When it became clear that the Colombian authorities would not let US Special Forces attack Escobar directly, the US mistakenly attempted to use Colombians as substitute Americans. Time after time, the communications intelligence pinpointing Escobar's whereabouts was wasted as Colombians either warned the narco-terrorist or botched the job. Finally Colombian collaborators learned that the Americans were using elint devices to track Escobar's cellular phone calls and he stopped using them altogether so that the source of information dried up entirely. It seemed that Escobar had won. Then the American's had a flash of inspiration. Since they could not get to Escobar because he stood atop a "mountain" of corrupt retainers, including many in the Colombian military, they would "tear down the mountain".

They retasked intelligence to build up a map of Escobar's empire: the lawyers he used, the identities of his key lieutenants, the location of his family, the names of his key enforcers. Armed with this information it is suggested, but it was never proved, that the US facilitated the formation of a paramilitary group called "Los Pepes" (Perseguidos por Pablo Escobar) which embarked on a program of tearing down the mountain. Escobar's retainers were killed at the clip of a half a dozen a day. His palatial villas were torched. His lawyers were liquidated until in desperation, some not only publicly resigned but took to living the life of beachcombers in isolated areas, the better to stay out of the line of fire. Burned out of every home, Escobar's family eventually sought quarters under Colombian government protection. Their phones were tapped. They attempted to flee to Germany, only to be turned back due to US diplomatic pressure, upon landing, and returned to their wired guesthouse in Colombia, spending nearly three days in an airplane. Eventually, Escobar, who once lived in villas with artificial lakes, serviced by harems of prostitutes and surrounded by hundreds of bodyguards, was reduced to camping out in mountain cabins with a village laundress for company.

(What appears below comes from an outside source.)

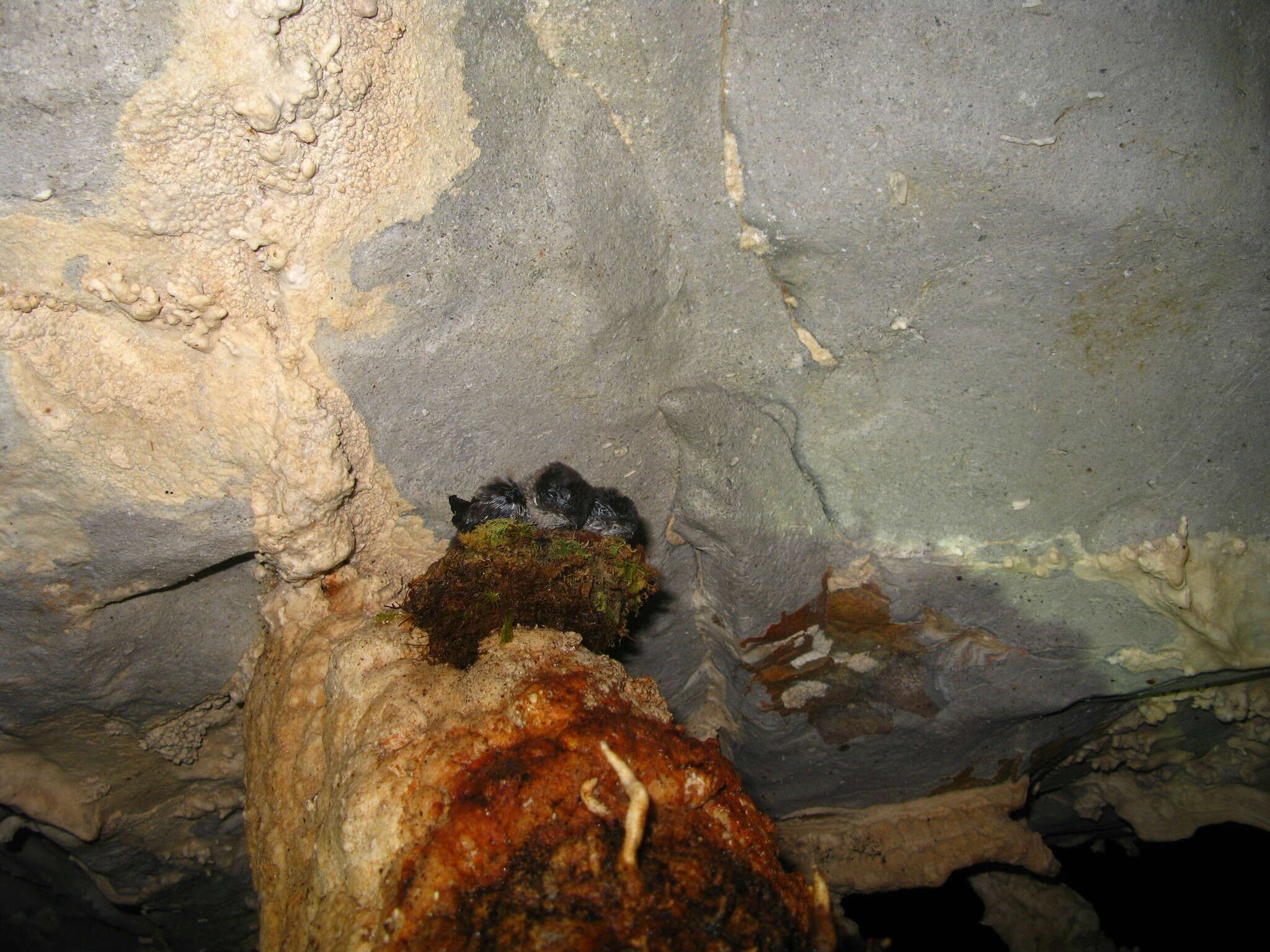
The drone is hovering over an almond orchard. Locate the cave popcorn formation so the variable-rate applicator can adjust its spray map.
[0,0,1270,950]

He was shuttled around, towards the end by a loyal bodyguard in a taxicab (presaging Saddam's fate), cornered at last in a small townhouse and summarily executed on its roof.

In broad outline, this resembles the strategy used to pen up and finally capture Saddam Hussein. Unable to capture him directly, the US authorities in Iraq began to work their way up the Ba'athist chain,  tearing down the mountain by another name. His hometown of Tikrit was cordoned off with razor wire. Saddam's relatives were interrogated and turned. His principal lieutenants were captured and killed until the day came when there was nothing but a spider-hole and beat-up taxicab left to Ruler of Babylon. One suspects that, if he still lives, the narrowing circles of Osama Bin Laden are being beset (Hat tip: reader BL) by the same inexorable forces. His infrastructure is being torn down, his confidantes vanishing in the night, his bankers visibly slouching towards the day when he is finally enmeshed in the "closing net of doom".

But weaving the net itself exacts a price. The informers recruited, the murderers pardoned, the crooked bankers allowed to keep their blood money in exchange for snitching, the militias formed to hunt down the jihadis --  this will be the unexploded ordnance left over from the Global War on Terror -- the mournful legacy of the battlefield. Yet there is nothing for it but to persist, bearing such as guilt as we must and accepting such hurts as we cannot avoid. Wellington well knew the truth when he observed that "nothing except a battle lost can be half so melancholy as a battle won".


Reader IS writes to say that only the village of Uja/Awja, not the whole of Tikrit, was cordoned off with razor wire and provides this link. Thanks, IS! Also, this article has corrected the misspelling of Colombia.